Jacob's Cream Crackers


Take a large helping of cheesy nibbles, add a dollop of shag pile, combine with a hearty splash of Demis Roussos and you've got the perfect recipe for the Seventies dinner party. But while guests tucked into something creatively constructed out of artificial cream and glacé cherries, a rustling could be heard behind the scenes. For there was one other ingredient that no self-respecting chiffon-clad hostess could do without: the Jacob's Cream Cracker.

Jacob's crackers were to the cheeseboard what Peters was to Lee. And the familiar orange packet was as common at formal dinner occasions as the prawn cocktail and talk of David Essex's chest hair. By the end of a successful evening of entertaining there was not a moist mouth left in the house. At the height of their popularity they were the UK's top cracker, commanding a 50 per cent share of the market. The brand has proved such a hit with the British public that it's packaging has remained virtually unchanged for more than a century.

But why - when the French have always done it with a crusty baguette, the Greeks with nuts, and the Italians prefer it solo - do we have our cheese with a square of dry, hard wafer? One possibility is that our passion for the cracker stems from the days of Victorian restraint, when spicy foods were commonly believed to lead you to the heights of depravity. Evidently, tastelessness was next to godliness. Combine a bit of feisty Cheddar and pickle with something bland and you staunch the swelling tide of immorality, perhaps?

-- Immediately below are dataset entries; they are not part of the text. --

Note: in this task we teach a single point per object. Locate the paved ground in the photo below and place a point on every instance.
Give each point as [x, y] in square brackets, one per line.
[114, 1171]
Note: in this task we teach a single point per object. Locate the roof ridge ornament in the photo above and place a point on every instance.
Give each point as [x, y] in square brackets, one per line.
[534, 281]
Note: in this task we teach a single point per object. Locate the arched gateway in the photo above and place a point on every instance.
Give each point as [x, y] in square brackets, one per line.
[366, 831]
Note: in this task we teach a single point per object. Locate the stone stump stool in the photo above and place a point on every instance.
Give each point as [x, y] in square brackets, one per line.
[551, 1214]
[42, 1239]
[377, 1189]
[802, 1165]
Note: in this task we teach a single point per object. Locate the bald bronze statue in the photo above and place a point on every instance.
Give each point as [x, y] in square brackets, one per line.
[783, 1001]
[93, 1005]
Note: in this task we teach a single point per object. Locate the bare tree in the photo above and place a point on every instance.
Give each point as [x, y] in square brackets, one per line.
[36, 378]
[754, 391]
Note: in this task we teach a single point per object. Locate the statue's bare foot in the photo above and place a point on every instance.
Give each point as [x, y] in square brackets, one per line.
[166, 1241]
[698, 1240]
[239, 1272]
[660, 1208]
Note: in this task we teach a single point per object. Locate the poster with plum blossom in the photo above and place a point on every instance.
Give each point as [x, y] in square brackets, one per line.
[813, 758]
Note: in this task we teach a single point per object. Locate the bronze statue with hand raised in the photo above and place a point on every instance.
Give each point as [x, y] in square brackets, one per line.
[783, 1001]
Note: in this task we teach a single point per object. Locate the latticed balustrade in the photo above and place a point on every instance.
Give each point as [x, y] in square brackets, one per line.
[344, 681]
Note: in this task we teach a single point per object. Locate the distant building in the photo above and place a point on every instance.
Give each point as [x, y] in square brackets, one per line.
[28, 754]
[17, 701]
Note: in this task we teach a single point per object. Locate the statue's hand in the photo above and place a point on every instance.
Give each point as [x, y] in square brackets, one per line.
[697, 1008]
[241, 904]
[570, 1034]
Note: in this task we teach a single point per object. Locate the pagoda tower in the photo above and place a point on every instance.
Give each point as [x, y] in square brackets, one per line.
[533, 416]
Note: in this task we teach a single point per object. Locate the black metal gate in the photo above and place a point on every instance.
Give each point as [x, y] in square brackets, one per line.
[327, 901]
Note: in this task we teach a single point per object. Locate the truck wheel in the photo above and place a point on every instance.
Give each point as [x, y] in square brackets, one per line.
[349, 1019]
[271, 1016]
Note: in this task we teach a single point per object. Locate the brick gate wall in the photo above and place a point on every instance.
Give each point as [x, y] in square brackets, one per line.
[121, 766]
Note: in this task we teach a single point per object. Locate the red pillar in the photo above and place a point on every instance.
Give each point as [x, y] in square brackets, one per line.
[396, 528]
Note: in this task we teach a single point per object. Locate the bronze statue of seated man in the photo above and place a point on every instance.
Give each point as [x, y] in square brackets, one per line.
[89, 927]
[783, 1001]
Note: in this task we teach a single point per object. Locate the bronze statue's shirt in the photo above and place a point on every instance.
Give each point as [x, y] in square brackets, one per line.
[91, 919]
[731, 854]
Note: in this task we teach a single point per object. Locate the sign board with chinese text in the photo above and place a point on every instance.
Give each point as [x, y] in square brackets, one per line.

Despite its immense popularity with British cheese-lovers, however, the cracker is not as quintessentially English as you might expect. The cracker originates from America, where every well-stocked general store had a barrel of them to rifle through. They were cheap and easy to produce and were even thought to, ahem, keep you regular. Then William Jacob got wind of them and the Cream Cracker was born in his Dublin factory in 1885, from where they were packed in airtight cartons and shipped to homesick Britons around the world.

These days, despite our Gallic cousins' preference for something crusty with their Brie, Jacob's is owned by French food giant Danone. And, although the brand is still top cracker in the UK, it seems our tastes are becoming more sun-dried and Italian than dry and crumbly. Not content to let our enthusiasm wane for this classic, however, Jacob's is now making things more exotic with a Mediterranean range. If that wasn't enough, we're being encouraged to cast aside the Wensleydale for a bit of Mozzarella and tapenade instead. The Victorians would not be amused, but it looks as if our love affair with the cracker is far from drying up.